L'incertezza creata dalla legge citata è stata risolta, si spera, dalla Cassazione a Sezioni Unite con la sentenza n. 23601 del 9 ottobre 2017.
In che modo è intervenuta la Corte di legittimità e perché questa sentenza rappresenta un punto di approdo di fondamentale importanza in una materia così delicata?
Per rispondere a questo quesito, bisogna avere chiari alcuni aspetti che corrispondono ad altrettante domande, ossia:
La registrazione dei contratti di locazione – tanto quelli ad uso abitativo, quanto quelli per utilizzazioni differenti – è obbligatoria in quanto prevista dal decreto del Presidente della Repubblica n. 131 del 1986 (Testo unico delle disposizioni concernenti l'imposta di registro).
L'unica eccezione, ricavabile sempre dal decreto citato, inerente all'obbligo di registrazione riguarda i contratti di locazione per una durata complessiva inferiore a trenta giorni nel corso di un anno.
Si badi: sebbene sia prassi comune la redazione in forma scritta dei contratti di locazione, l'obbligo utilizzare tale forma è previsto espressamente solo per i contratti di locazione ad uso abitativo (legge n. 431/1998). Gli altri contratti possono anche essere conclusi oralmente (es. fitto di un locale commerciale), salvo gli obblighi eventualmente connessi alla durata (il riferimento, in ragione di quanto disposto dall'art. 1350 c.c. è alle così dette locazioni infra-novennali).
Il secondo quesito – per così dire di avvicinamento al tema focale – riguarda la tempistica della registrazione.
Nel primo caso, l'obbligo di registrazione grava sul locatore che ha trenta giorni di tempo per adempiere decorrenti dalla data di conclusione del contratto.
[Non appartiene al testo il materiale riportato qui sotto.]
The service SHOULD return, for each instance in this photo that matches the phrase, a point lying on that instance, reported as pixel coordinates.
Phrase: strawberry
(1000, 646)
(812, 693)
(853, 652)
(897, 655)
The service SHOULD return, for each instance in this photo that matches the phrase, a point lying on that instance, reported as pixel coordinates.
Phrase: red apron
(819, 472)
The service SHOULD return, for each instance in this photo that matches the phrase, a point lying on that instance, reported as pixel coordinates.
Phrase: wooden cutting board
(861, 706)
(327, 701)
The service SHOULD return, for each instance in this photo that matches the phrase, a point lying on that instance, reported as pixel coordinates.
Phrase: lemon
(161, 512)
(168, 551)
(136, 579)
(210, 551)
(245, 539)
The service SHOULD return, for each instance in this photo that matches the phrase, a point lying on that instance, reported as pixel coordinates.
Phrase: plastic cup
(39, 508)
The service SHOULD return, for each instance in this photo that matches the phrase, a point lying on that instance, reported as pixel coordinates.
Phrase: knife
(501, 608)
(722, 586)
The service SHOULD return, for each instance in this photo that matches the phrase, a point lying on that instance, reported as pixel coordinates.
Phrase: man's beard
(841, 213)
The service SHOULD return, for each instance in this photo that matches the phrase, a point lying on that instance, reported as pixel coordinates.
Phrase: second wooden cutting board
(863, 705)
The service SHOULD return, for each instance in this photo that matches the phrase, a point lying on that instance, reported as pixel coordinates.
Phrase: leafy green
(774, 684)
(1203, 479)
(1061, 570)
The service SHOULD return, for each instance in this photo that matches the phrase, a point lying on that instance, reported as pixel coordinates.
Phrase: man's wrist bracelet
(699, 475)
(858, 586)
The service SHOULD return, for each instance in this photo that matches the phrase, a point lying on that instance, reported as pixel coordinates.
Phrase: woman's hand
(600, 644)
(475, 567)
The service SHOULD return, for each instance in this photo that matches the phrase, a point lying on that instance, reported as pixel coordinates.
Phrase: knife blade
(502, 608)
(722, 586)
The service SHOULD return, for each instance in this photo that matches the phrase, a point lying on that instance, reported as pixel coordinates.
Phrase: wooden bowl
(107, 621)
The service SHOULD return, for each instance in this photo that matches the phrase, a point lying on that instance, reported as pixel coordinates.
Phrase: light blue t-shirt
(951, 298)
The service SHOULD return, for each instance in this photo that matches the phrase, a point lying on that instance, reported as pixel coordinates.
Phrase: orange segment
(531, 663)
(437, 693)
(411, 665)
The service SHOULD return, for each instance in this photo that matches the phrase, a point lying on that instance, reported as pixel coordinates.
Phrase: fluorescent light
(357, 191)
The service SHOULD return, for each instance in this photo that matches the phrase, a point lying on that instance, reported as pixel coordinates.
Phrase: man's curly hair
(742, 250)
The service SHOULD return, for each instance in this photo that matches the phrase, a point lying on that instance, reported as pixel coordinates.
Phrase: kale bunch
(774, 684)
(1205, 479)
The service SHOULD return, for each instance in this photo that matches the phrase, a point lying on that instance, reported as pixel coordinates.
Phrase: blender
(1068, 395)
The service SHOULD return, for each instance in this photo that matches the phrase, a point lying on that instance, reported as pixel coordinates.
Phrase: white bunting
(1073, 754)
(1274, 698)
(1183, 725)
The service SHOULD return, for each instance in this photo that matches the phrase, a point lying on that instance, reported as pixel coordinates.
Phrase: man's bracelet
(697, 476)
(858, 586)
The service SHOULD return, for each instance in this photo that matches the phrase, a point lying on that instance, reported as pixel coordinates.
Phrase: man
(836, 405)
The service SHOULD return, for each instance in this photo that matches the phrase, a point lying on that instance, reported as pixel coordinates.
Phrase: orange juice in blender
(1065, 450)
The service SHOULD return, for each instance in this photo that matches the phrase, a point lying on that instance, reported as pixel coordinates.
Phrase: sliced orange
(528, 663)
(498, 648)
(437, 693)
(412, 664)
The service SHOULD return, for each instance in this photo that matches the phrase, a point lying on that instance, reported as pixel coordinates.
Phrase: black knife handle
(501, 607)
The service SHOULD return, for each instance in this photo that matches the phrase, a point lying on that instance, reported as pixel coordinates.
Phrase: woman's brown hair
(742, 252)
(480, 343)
Per le locazioni per usi commerciali e professionali (quelle così dette ad uso differente da quello abitativo), il termine di registrazione è di venti giorni dalla data dell'atto e l'obbligo grava su tutte le parti contraenti (art. 10 d.p.r. n. 131/86).
In termini pratici la registrazione si esegue mediante consegna del contratto di locazione presso gli uffici dell'Agenzia delle Entrate competenti per territorio.
All'atto della registrazione, a meno che non si sia optato per il così detto regime della cedolare secca, la parte dovrà corrispondere l'imposta di registro, nonché quella di bollo.
La finanziaria per l'anno 2005, la legge n. 311/04 citata in principio, ha introdotto una significativa novità che ha creato subbuglio (è un eufemismo) fino alla sentenza delle Sezioni Unite del luglio 2017.
Questa legge al comma 346 dell'art. 1 ha stabilito che ove ne ricorrano i presupposti di legge sono da ritenersi nulli se non vengono registrati i contratti di locazione, o che comunque costituiscono diritti relativi di godimento, di unità immobiliari ovvero di loro porzioni, comunque stipulati.
Ciò vuol dire devono essere sempre registrati altrimenti è come se fossero inesistenti (la nullità è un vizio dal quale discende l'insistente dell'atto che ne è affetto):
Per lunghi anni, cioè per tutto il tredicennio intercorso tra l'approvazione della finanziaria per l'anno 2005 e la sentenza n. 23601 del 9 ottobre 2017 ci si è interrogati sulla reale portata di questa norma.
Davvero l'omessa registrazione poteva avere tale rilevatissima conseguenza?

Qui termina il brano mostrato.